Dieser Adenovirale Vektor hat Genethon in Paris entwickelt, eine durch Spenden gegründete und finanzierte Forschungseinrichtung, die der Universität von Philadelphia und der 2010 erfolgten Ausgründung AveXis die Lizenz zur Verwendung dieses AAV9 für die SMA-Behandlung erteilte.

Die Entwicklung der Gentherapie und die erste klinische Studie mit 15 betroffenen Kindern, die zur Zulassung in den USA führte, sind durch Forschungsgelder unter anderem des National Institutes of Health (USA), des National Institute of Neurological Disorders and Stroke sowie durch Spendengelder finanziert worden. 2016 ging AveXis an die Börse und erzielte im April 2016 für die ausgegebenen 4,25 Millionen Anteile 85 Millionen US-Dollar. Im April 2018 kaufte Novartis AveXis für 8,7 Milliarden US-Dollar.

Für den immensen Gewinn, den die Investoren von AveXis erzielt haben, soll nun das Medikament Zolgensma® nur denen zur Verfügung stehen, die die Millionen-teure Therapie finanzieren können. Denn in den meisten Ländern der Welt werden die Gesundheitssysteme dieses Medikament nicht bezahlen können, und die dort lebenden betroffenen Kinder sind von der Behandlung ausgeschlossen. Das war nicht das Ziel der Spender, die die Entwicklung möglich gemacht haben.

Zolgensma® als Blaupause?

Das Beispiel Zolgensma® zeigt, dass Hersteller auf Basis der Not und der Hoffnungen von Patienten völlig ungeregelt mit einem noch nicht zugelassenen Arzneimittel Geld verdienen wollen. Dass dieses Beispiel Schule machen dürfte, ist zu er­warten. Es wird offenbar als lohnenswert erachtet, möglichst frühzeitig die Werbetrommel für eine neue Therapie zu rühren. So hat beispielsweise der Tagesspiegel im November 2019 berichtet, dass erstmals zwei Patienten mit unterschiedlich genetisch bedingten Blutkrankheiten erfolgreich mit der Gen-Schere CRISPR/Cas9 behandelt worden seien (siehe Lese- und Webtipps). Danach ist die Studie, in deren Rahmen die Behandlungen stattgefunden haben, noch nicht einmal abgeschlossen. Eine unabhängige Überprüfung der Ergebnisse steht noch aus. Die Information der Medien ist damit gerechtfertigt worden, dass man frühzeitig „Klarheit“ zum möglichen Stellenwert der neuen Therapie schaffen wolle. Dass über solche Be­richte schwerkranke Patienten direkt angesprochen werden und damit ein Nachfragesog entsteht, dürfte auf der Hand liegen.

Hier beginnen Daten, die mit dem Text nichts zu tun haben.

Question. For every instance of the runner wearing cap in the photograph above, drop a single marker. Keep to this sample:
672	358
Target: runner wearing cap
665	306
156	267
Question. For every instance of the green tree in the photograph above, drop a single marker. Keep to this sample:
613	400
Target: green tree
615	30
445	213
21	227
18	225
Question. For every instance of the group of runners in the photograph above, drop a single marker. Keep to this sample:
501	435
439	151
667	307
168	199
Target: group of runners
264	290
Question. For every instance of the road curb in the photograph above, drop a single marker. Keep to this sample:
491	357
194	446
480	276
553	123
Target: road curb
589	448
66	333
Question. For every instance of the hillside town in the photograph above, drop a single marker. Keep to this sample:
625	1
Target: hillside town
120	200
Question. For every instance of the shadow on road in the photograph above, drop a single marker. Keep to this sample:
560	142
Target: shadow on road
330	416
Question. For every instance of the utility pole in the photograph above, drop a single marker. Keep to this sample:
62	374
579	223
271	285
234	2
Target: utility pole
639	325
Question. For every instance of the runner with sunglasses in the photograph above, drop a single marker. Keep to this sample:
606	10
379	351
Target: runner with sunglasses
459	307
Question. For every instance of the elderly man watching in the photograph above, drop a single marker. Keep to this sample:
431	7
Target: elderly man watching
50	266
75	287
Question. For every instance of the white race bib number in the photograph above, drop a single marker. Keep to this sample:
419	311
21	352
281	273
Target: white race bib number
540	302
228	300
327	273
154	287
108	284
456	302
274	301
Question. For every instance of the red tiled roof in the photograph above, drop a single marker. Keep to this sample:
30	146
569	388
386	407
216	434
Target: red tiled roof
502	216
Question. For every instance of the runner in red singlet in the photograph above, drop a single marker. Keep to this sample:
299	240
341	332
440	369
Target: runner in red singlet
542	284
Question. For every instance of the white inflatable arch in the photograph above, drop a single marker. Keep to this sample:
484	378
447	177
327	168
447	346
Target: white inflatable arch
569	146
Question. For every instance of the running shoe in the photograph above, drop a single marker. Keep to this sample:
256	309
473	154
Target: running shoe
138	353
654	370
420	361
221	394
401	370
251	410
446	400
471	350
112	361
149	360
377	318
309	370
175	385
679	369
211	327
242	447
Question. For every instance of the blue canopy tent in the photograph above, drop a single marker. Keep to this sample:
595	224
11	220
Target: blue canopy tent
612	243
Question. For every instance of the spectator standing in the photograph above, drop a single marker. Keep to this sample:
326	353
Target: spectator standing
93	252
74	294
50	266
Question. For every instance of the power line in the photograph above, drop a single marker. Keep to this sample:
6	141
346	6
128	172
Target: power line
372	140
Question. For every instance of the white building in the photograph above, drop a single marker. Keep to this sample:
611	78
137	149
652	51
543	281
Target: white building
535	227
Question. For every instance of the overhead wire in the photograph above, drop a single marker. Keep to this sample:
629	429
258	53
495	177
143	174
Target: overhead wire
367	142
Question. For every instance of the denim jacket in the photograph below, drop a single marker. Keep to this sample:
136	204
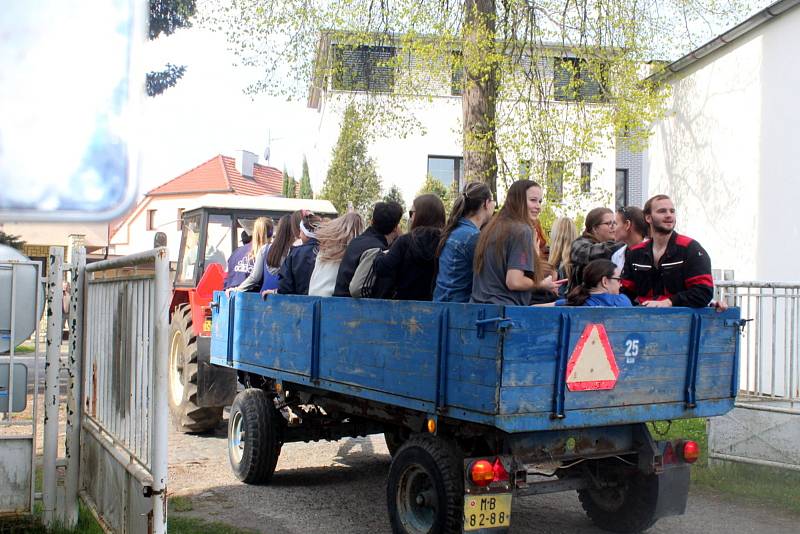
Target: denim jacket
454	281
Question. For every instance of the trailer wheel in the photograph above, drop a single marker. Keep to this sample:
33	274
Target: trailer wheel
187	416
394	439
425	490
254	443
627	508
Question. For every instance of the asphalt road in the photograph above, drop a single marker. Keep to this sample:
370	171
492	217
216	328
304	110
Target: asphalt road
340	488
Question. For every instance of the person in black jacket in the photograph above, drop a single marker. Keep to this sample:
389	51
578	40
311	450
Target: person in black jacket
410	264
295	273
670	269
380	234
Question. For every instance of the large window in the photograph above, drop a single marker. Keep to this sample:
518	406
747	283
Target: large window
586	177
574	79
447	169
363	68
554	188
621	189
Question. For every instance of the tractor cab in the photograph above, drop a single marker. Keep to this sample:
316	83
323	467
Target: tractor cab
198	391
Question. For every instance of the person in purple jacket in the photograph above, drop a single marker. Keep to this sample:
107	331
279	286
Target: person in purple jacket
599	287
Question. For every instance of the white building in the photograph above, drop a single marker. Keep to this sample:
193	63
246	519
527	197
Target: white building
406	156
725	152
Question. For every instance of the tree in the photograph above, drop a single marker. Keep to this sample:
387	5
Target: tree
167	16
305	182
435	186
10	240
289	186
394	195
569	75
352	177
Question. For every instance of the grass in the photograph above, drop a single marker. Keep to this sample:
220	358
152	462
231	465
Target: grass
763	485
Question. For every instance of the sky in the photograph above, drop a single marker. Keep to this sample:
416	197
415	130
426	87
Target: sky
207	112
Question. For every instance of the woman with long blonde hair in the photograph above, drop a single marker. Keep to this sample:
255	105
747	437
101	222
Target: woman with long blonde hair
333	237
562	235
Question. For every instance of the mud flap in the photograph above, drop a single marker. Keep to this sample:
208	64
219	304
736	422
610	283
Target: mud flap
216	386
673	490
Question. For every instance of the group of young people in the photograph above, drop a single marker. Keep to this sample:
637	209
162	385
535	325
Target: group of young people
633	256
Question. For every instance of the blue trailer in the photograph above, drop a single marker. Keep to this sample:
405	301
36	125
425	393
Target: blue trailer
480	404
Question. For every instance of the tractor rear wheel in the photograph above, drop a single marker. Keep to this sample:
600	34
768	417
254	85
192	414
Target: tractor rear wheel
187	415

Patienten vor Risiken schützen.

An­gesichts der sehr kurzen Entwicklungszyklen und der unkalkulierbaren Risiken von neuen Gentherapien und den übergroßen Hoffnungen, die schwerkranke Patienten damit verbinden, ist daher die gesetzliche Implementierung eines verpflichtenden Härtefall-Programms zulasten der Hersteller dringend erforderlich. Das bietet die Chance auf einen weiteren Erkenntnisgewinn zu Nutzen und Risiken der neuen Therapien. Außerdem schützt es Ärzte vor unkalkulier­baren Haftung­risiken und nicht zuletzt die Patienten.

Die Anwendung einer neuartigen Therapie vor Zulassung darf nicht Teil einer Profitstrategie von pharmazeutischen Herstellern werden. Dies würde alles, was bei der Sicherheit von Arzneimitteln seit dem Contergan-Skandal erreicht wurde, wieder zunichte machen.

Sabine Beckmann leitet die Abteilung Arzneimittel in der Geschäftsführungseinheit Versorgung im AOK-Bundesverband.
Gerhard Schillinger ist Leiter des Stabs Medizin im AOK-Bundesverband.